Abstract:
Machine learning (ML) algorithms play have become a great importance in every
field of life with the advancement in technology. These algorithms are abundantly
used in various domains ranging from healthcare, security and wireless sensor networks [1]. With the increase in data availability, these algorithms tend to show
timing complexity, which becomes a bottleneck specially in edge computing. Researchers have proposed various solutions to provide high throughput, speed up
and efficient deigns of such algorithms keeping edge computing platforms in mind.

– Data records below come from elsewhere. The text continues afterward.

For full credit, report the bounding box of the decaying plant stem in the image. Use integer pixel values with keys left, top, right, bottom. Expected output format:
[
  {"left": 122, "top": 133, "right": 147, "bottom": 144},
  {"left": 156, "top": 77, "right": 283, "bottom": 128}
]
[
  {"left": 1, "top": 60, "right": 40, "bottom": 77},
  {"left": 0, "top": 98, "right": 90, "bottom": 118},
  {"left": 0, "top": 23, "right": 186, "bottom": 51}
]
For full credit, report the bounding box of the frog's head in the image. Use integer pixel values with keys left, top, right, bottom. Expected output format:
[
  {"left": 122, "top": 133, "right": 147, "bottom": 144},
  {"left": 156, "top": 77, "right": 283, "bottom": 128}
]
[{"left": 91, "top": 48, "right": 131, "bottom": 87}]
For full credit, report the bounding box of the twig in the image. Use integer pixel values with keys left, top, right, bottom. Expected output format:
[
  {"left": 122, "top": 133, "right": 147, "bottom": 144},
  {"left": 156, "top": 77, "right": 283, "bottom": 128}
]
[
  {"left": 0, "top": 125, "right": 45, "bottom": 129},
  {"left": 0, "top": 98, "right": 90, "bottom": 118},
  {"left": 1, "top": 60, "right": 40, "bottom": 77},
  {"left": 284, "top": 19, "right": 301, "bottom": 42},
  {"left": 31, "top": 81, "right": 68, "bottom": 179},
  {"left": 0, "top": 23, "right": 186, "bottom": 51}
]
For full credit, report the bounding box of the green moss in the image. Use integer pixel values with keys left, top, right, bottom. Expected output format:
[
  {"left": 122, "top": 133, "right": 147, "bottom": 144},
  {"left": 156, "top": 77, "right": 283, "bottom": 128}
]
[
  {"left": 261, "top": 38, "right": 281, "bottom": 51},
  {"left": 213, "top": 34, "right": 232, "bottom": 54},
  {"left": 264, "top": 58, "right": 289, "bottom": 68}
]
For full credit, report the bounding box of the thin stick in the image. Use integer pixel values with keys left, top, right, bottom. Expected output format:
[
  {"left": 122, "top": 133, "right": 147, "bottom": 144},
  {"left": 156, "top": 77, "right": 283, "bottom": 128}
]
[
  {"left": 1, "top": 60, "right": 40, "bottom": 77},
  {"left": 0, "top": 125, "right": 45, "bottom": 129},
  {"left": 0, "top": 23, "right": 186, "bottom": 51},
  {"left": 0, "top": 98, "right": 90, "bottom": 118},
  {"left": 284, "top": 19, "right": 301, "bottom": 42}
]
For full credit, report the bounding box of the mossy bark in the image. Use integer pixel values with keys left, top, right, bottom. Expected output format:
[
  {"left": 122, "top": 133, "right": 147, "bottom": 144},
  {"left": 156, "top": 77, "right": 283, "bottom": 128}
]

Variants of Application Specific Processors to Application Specific Instruction Set
Processor have been found in research for implementation of ML algorithms (K-NN,
NN) on hardware. Thus providing bases for designing a hardwired IP core or Application Specific Instruction Set Processor to implement ML algorithms. ASIP are
a much flexible option than hardwired IP Core as they can execute a set of domain
algorithms. In this regard, various ASIP implementations have already been proposed for K-NN and Neural Networks (NN) to improve their execution time/energy
efficiency etc. In our work, we propose to design an ASIP for various clustering and
classification algorithms. The designed ISA will follow the RISC scheme comprising
of instructions capable of handling multiple classification and clustering algorithms.
Our purpose is to design an ASIP which make these clustering algorithms fast in
terms of using less area, higher frequency and low power consumption.